Reck ist Realist. Er hat schon oft gekämpft. Gegen den „Pannen-Olli“, den viele nicht für gut genug hielten, kämpfte er mit Titeln an. Auf Schalke tat er Assistenten- und Interimsdienste, fast immer war er erfolgreich — aber auch kurz im Amt, weil andere kamen. In Duisburg kämpfte er sich hinein in die Verantwortung. Aber immer blieb auch der Zweifel: Kann der Reck das wirklich? „Es gibt keine Heldenverehrung. Ich bin so lange in diesem Geschäft. Ich freue mich über den Applaus“, sagt er und verzieht fast keine Mine, niemand soll interpretieren können. „Aber ich weiß auch, dass es in die andere Richtung nicht so weit entfernt ist.“
Was er macht, ist geschickt. Kein Wort, das die Oberen ärgern dürfte. Und doch vermarktet er sich. Unterschwellig. Nach dem 4:0 gegen Aue lief er eine halbe Ehrenrunde, winkte. „Ich wollte mich nur bedanken bei den Fans, die uns so unterstützen.
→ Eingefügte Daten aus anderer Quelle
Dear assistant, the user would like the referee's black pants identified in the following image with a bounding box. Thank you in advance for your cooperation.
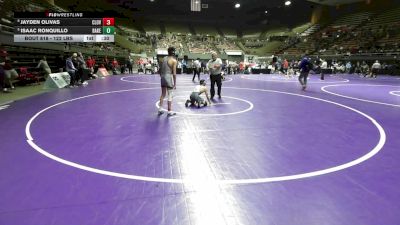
[210,74,222,98]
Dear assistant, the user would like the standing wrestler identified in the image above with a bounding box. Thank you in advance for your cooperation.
[207,52,222,99]
[158,47,177,116]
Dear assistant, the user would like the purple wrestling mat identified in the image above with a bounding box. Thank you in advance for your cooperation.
[0,75,400,225]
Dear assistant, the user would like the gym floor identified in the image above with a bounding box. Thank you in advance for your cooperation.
[0,74,400,225]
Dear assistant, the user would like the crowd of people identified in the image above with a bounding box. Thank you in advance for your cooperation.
[0,44,134,93]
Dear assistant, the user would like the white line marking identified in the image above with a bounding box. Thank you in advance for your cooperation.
[25,87,386,185]
[389,91,400,96]
[321,84,400,107]
[0,105,10,110]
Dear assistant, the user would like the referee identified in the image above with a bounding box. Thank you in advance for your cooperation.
[207,52,222,99]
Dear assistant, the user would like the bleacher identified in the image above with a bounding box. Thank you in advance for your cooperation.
[283,12,372,55]
[324,8,400,55]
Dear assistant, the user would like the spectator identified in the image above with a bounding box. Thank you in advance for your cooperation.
[371,60,382,78]
[3,57,18,89]
[36,56,51,80]
[55,55,65,72]
[65,53,78,88]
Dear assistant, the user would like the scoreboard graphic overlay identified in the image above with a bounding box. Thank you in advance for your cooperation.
[14,12,115,42]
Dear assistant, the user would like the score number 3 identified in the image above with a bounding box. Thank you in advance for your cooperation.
[103,18,114,26]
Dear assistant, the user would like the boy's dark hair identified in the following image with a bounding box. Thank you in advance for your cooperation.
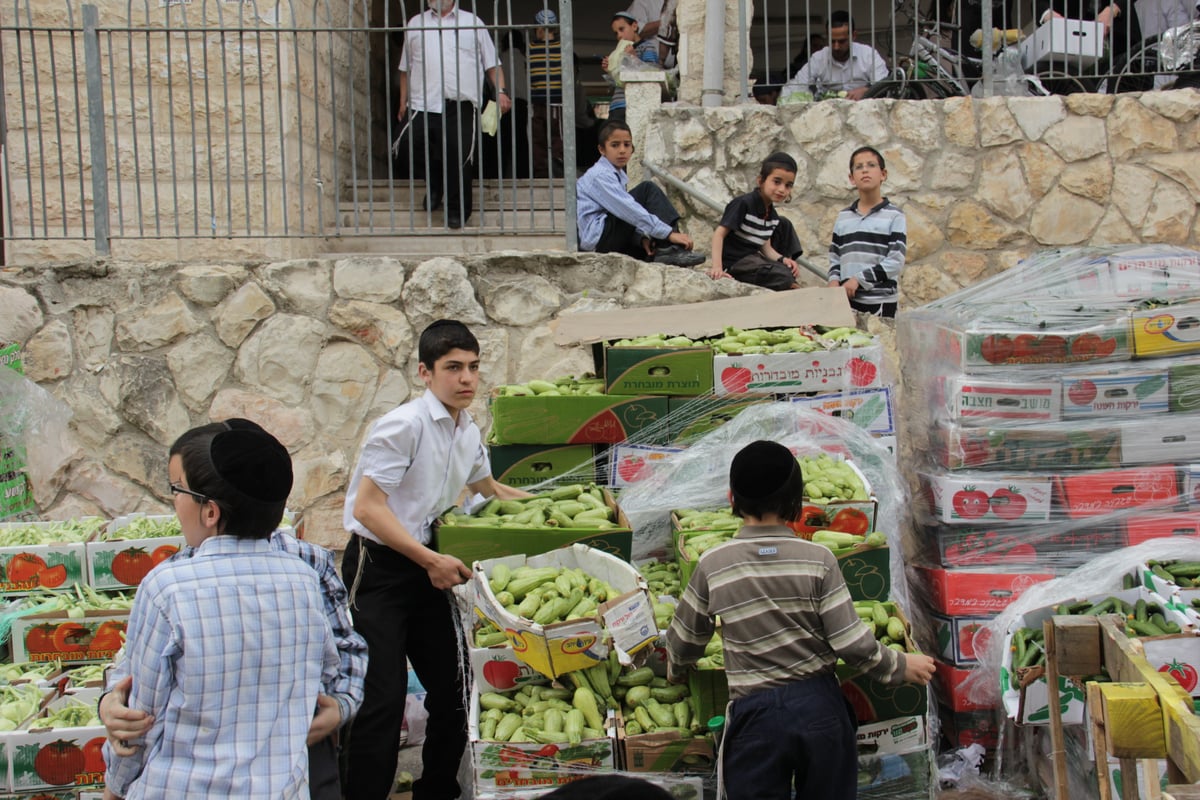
[416,319,479,371]
[596,120,634,148]
[850,146,888,172]
[758,150,800,179]
[168,419,292,539]
[730,439,804,522]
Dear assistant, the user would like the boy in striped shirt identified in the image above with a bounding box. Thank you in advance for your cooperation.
[829,148,907,318]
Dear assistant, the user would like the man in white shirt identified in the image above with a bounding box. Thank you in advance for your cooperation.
[780,11,888,100]
[342,319,529,800]
[400,0,512,228]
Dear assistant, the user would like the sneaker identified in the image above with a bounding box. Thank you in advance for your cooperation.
[654,245,707,266]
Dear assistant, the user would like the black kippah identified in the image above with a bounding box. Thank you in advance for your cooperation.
[209,419,292,504]
[730,439,799,500]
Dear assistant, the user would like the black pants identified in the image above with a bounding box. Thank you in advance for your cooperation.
[342,536,467,800]
[407,100,479,221]
[721,675,858,800]
[596,181,679,261]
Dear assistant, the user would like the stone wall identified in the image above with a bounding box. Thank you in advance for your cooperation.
[0,253,762,548]
[642,90,1200,297]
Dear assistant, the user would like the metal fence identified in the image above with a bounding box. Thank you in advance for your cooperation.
[743,0,1200,103]
[0,0,575,253]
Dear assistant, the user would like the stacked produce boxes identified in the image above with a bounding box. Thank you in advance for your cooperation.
[899,247,1200,762]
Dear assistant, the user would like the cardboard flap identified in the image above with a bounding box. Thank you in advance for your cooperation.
[550,287,854,344]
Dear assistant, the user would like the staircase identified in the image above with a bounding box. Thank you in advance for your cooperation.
[324,178,566,258]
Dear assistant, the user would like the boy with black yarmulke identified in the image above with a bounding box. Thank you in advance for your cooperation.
[667,441,934,800]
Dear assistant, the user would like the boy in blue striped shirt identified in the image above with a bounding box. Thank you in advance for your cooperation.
[829,148,908,318]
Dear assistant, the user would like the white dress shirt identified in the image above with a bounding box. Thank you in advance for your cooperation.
[780,42,888,97]
[400,6,500,114]
[342,391,492,545]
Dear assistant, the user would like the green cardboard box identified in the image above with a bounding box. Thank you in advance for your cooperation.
[490,395,667,445]
[604,347,713,397]
[667,395,775,443]
[487,445,596,487]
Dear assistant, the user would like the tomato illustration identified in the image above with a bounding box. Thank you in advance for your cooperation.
[150,545,179,566]
[83,736,104,772]
[988,488,1030,519]
[829,509,871,535]
[952,486,989,519]
[34,739,84,786]
[54,622,91,652]
[7,553,46,583]
[37,564,67,589]
[979,333,1013,363]
[1158,661,1200,694]
[113,547,154,587]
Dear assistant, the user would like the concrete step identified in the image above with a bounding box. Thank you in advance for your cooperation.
[324,229,566,258]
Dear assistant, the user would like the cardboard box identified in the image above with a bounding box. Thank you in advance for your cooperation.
[916,565,1056,616]
[488,393,667,445]
[934,658,996,711]
[607,444,683,489]
[929,613,995,667]
[792,386,895,435]
[602,345,713,397]
[667,395,775,443]
[922,473,1051,525]
[437,491,634,564]
[1062,369,1170,420]
[467,687,617,798]
[617,711,716,775]
[1124,513,1200,547]
[935,523,1126,569]
[713,344,883,395]
[1020,17,1104,68]
[1121,416,1200,465]
[472,545,658,678]
[1055,465,1182,519]
[946,375,1062,425]
[1130,302,1200,359]
[857,716,929,754]
[12,610,130,664]
[934,422,1121,473]
[487,445,596,488]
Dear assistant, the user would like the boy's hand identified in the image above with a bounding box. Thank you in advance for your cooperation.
[425,553,470,589]
[904,652,934,686]
[97,675,154,756]
[667,230,692,249]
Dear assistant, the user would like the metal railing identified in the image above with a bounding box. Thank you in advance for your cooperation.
[0,0,575,254]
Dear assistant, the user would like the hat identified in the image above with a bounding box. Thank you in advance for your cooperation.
[730,439,799,500]
[209,419,292,504]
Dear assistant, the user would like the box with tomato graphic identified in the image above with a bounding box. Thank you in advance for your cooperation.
[1055,464,1184,519]
[0,542,86,597]
[0,690,106,792]
[488,393,667,445]
[922,473,1051,524]
[931,420,1121,473]
[713,344,883,395]
[467,686,617,798]
[470,543,658,678]
[929,613,995,667]
[12,610,130,664]
[914,565,1056,616]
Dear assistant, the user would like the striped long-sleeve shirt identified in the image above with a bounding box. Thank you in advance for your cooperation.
[667,525,905,698]
[829,198,908,306]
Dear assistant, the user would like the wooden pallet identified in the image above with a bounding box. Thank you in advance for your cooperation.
[1044,615,1200,800]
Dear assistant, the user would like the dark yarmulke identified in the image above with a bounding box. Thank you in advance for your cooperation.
[730,439,799,500]
[209,419,292,503]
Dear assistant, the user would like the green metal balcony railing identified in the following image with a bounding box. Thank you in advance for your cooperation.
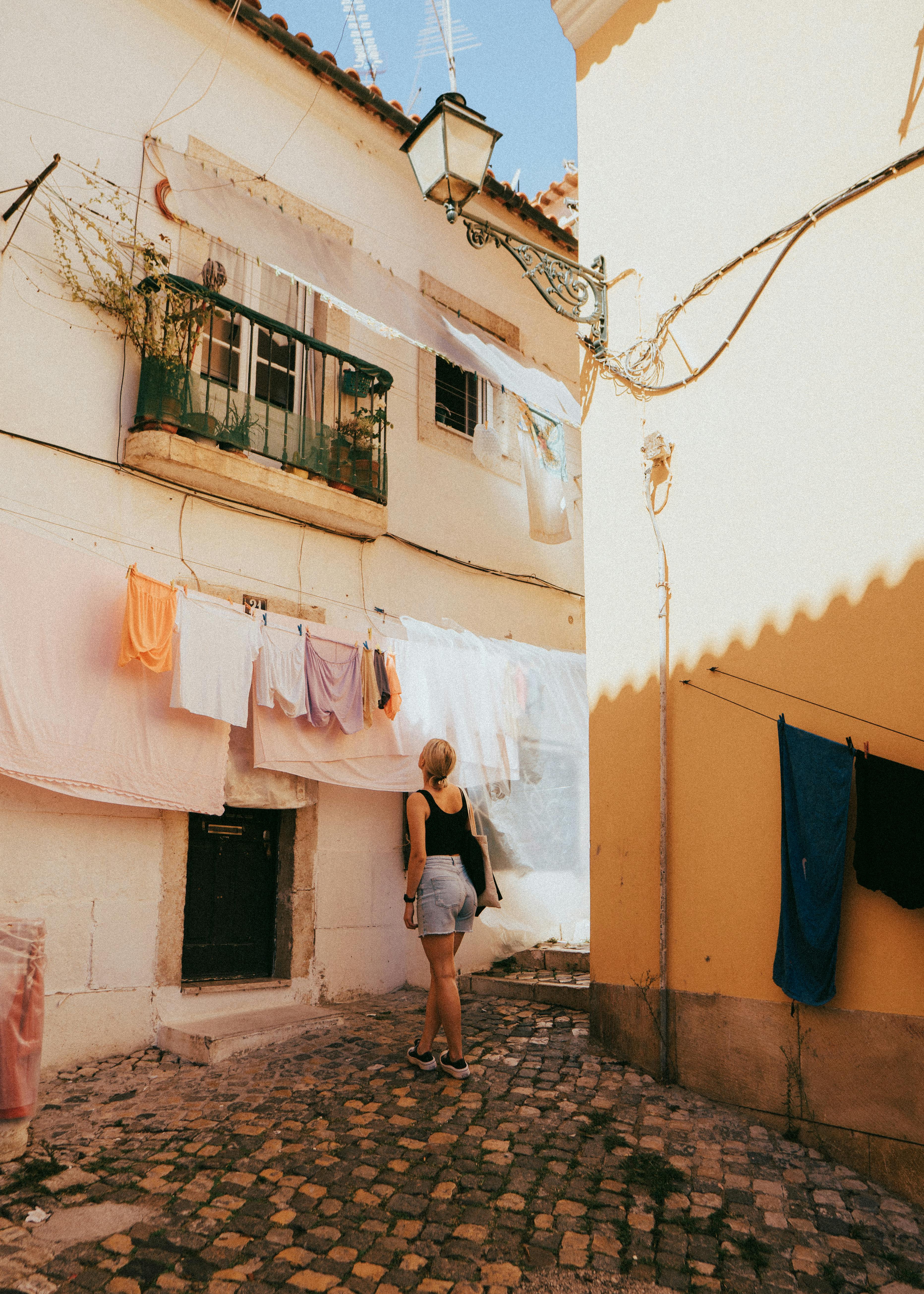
[135,274,392,503]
Mich interessiert nur die Fortuna, denn ich habe noch einen Vertrag bis Juni 2015.“ Er sagt nicht: Als Torwarttrainer. Er sagt stattdessen: „Irgendwelche Angebote hat es nicht gegeben.“
Reck weiß, was Fans hören wollen. Er verwöhnt einen Club, der lange darbte. Er gewinnt jede Woche mehr Profil. Aber er benötigt das auch — wegen der Zweifler. Reck hatte eigentlich nie eine Chance, aber er scheint sie zu nutzen. Er bedient sogar Emotionen. „Als ich den Film über Fortunas Legenden gesehen habe“, sagt er, „bekam ich eine Gänsehaut und habe gedacht: Es gibt doch nichts Schöneres, als eines Tages ein kleiner Teil eines solchen Films zu sein.“
Fast nach jeder Trainingseinheit telefoniert er mit Mike Büskens. Sein Vorgänger ist „sein Freund“. Er sagt: „Mehr muss man nicht sagen.“ Er muss nur noch mehr punkten. Sie haben ihm schon einmal nicht zugetraut, der Chef zu sein. In Düsseldorf, in der Winterpause, als er drei Spiele lang nach Büskens Chef war. Ehe Köstner kam.